Avant son investiture, Joe Biden avait d’ailleurs déjà présenté son paquet pour la stimulation de l’économie américaine, lourdement frappée par la crise du Covid-19, paquet qui s’élève à 1,9 trillions de dollars. Mais au-delà des défis soulevés par la crise sanitaire et par la situation économique, la nouvelle administration devra surtout pouvoir combler les failles béantes creusées au sein de la société américaine, affirment de concert les analystes. Le degré de cohésion sociétale est presqu’au plus bas de toute l’histoire des Etats-Unis, un pays qui avait pourtant été confronté dans son passé aux luttes raciales, à l’esclavage et au ségrégationnisme. Iulian Chifu, président du Centre pour la prévention des conflits, opine que :
« Nous sommes dans la situation où il faut recoller les morceaux, où il faut reconstruire la cohésion sociale, rebâtir la confiance dans les institutions, dans la démocratie, dans la justice. Il faut que les Américains retrouvent leur confiance dans ces valeurs et dans leurs institutions, et cela ne peut pas se faire uniquement par des gestes politiques.
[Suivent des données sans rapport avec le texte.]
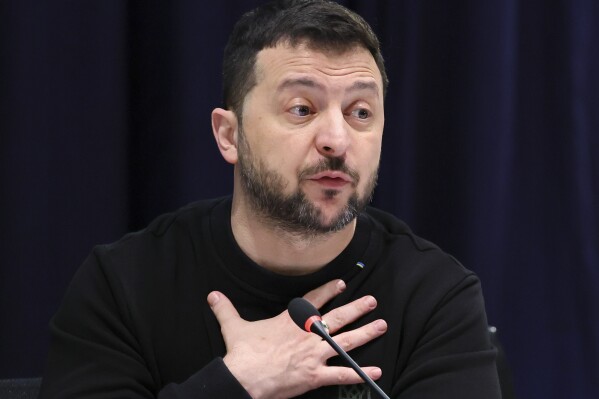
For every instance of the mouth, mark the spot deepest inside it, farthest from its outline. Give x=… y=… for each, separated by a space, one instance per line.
x=331 y=179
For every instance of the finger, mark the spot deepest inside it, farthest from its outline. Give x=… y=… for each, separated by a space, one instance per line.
x=222 y=308
x=321 y=295
x=343 y=315
x=333 y=375
x=353 y=339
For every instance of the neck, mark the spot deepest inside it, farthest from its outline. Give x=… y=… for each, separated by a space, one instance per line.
x=285 y=252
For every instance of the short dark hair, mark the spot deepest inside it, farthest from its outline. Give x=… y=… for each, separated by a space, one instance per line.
x=323 y=25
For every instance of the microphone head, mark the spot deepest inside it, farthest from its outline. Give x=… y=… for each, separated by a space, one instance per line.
x=301 y=311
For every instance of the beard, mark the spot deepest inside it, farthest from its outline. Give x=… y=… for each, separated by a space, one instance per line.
x=295 y=213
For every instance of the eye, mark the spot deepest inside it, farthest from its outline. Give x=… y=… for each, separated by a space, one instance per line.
x=361 y=113
x=301 y=110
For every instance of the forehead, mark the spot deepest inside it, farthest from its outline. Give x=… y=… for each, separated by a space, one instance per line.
x=283 y=63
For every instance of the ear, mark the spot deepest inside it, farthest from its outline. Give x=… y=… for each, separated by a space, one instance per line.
x=224 y=127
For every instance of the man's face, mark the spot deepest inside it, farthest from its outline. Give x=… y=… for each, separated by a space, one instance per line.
x=310 y=143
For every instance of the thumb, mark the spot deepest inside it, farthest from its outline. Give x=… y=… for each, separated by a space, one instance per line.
x=222 y=308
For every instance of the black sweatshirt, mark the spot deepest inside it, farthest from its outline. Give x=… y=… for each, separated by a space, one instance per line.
x=134 y=322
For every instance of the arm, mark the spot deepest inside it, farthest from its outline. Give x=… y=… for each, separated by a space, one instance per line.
x=273 y=358
x=452 y=356
x=96 y=349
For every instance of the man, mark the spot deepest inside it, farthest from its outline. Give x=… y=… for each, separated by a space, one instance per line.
x=194 y=306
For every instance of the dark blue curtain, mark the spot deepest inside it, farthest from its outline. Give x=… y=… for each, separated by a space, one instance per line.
x=490 y=150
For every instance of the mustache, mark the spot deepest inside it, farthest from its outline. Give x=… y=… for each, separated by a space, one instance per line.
x=330 y=164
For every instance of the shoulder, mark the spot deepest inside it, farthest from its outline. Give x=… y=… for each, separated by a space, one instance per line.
x=415 y=262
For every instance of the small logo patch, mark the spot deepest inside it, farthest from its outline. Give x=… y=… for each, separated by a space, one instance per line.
x=357 y=391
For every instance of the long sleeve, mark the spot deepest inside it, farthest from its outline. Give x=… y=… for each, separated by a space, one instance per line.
x=452 y=356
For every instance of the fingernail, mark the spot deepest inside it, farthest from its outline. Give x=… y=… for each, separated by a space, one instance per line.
x=213 y=298
x=371 y=302
x=380 y=325
x=376 y=373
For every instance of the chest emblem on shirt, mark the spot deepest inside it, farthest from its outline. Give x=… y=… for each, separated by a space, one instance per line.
x=357 y=391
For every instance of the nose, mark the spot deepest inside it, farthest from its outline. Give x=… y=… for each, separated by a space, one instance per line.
x=333 y=136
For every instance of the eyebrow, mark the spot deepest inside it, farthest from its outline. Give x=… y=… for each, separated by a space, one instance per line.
x=310 y=83
x=305 y=82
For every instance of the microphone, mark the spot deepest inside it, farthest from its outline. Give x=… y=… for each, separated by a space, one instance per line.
x=308 y=318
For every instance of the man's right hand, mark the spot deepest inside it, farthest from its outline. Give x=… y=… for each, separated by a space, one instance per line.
x=273 y=358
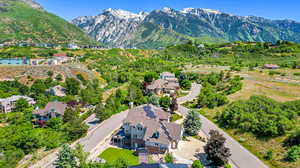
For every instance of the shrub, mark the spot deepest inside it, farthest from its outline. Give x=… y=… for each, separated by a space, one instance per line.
x=185 y=84
x=293 y=154
x=169 y=158
x=296 y=74
x=274 y=73
x=269 y=155
x=216 y=150
x=293 y=139
x=197 y=164
x=192 y=123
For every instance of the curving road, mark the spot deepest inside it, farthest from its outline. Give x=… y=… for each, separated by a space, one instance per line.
x=241 y=157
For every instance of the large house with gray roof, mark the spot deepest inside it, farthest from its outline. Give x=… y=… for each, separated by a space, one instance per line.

Il faudrait étudier les causes profondes de ce malaise éviter les extrêmes en tout genre, qu’ils soient de droite ou de gauche, réfléchir pour pouvoir accompagner et aider les laissés-pour-compte, il faudrait réfléchir sur la manière dont la révolution numérique, l’utilisation excessive de la technologie et des réseaux sociaux favorisent l’aliénation de l’individu et son décrochage de la société réelle et du débat public. »
La beauté de la démocratie, la force du système démocratique réside justement en sa capacité à s’adapter, à rebondir et à panser et guérir ses plaies, ajoute le Pr Iulian Chifu.